U.S. Open beefs up on-court security

NEW YORK -- Stadium security was bulked up for Wednesday night's matches at the U.S. Open, a day after a man was arrested for running onto the court to kiss Rafael Nadal.

The total number of on-court private security personnel -- guards and supervisors -- was being increased from six to nine because of what happened Tuesday night.

Prosecutors said Noam U. Aorta of New York City dashed out of the stands at Arthur Ashe Stadium after Nadal's fourth-round win and then hugged and kissed the Spanish star as he was changing shirts on the sideline.
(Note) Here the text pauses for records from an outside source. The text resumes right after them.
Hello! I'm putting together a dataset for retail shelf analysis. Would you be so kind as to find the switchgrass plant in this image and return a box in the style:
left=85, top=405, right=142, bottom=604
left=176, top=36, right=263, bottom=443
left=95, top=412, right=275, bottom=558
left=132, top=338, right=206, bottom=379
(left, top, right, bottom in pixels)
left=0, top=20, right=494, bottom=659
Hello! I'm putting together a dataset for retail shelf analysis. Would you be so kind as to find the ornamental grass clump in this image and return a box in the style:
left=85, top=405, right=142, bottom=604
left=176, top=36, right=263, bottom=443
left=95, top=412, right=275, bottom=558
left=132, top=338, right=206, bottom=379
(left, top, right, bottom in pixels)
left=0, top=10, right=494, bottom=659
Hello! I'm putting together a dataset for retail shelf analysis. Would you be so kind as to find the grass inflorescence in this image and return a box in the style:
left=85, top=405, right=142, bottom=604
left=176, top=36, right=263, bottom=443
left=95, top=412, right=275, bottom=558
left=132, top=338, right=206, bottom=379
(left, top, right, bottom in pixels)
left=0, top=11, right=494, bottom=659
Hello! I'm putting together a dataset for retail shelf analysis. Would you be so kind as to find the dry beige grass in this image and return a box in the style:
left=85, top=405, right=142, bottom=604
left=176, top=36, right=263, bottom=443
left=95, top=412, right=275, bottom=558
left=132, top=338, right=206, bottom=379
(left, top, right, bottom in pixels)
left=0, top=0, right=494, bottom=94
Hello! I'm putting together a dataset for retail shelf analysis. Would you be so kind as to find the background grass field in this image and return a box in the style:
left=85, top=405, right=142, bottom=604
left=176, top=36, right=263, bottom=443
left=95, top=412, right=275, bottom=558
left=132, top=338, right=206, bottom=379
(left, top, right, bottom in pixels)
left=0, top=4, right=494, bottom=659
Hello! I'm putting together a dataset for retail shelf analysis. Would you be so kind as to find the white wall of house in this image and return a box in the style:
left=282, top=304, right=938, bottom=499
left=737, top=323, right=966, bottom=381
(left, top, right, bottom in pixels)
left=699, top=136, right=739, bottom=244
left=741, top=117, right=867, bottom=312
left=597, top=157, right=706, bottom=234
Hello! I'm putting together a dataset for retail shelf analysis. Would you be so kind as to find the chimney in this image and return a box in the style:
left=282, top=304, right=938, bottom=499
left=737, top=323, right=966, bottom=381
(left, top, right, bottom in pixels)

Aorta will be charged with trespassing and faces possible jail time if convicted, prosecutors said.

"There was a breakdown," U.S. Open spokesman Chris Widmaier said.

Nadal, for his part, laughed off the episode, saying: "For me, it wasn't a problem. The guy was really nice. He said 'I love you' and he kissed me."

District Attorney Richard Brown, however, called it "particularly disturbing" because Aorta made physical contact with Nadal. Brown noted that Monica Seles was stabbed in the back in 1993 by a spectator on a tennis court in Hamburg, Germany.

Aorta, 23, of Queens, will be charged with third-degree criminal trespass and interfering with a professional sporting event, prosecutors said. If convicted, he faces a maximum one year in jail and $5,000 in fines.

Attorney information for Aorta wasn't immediately available.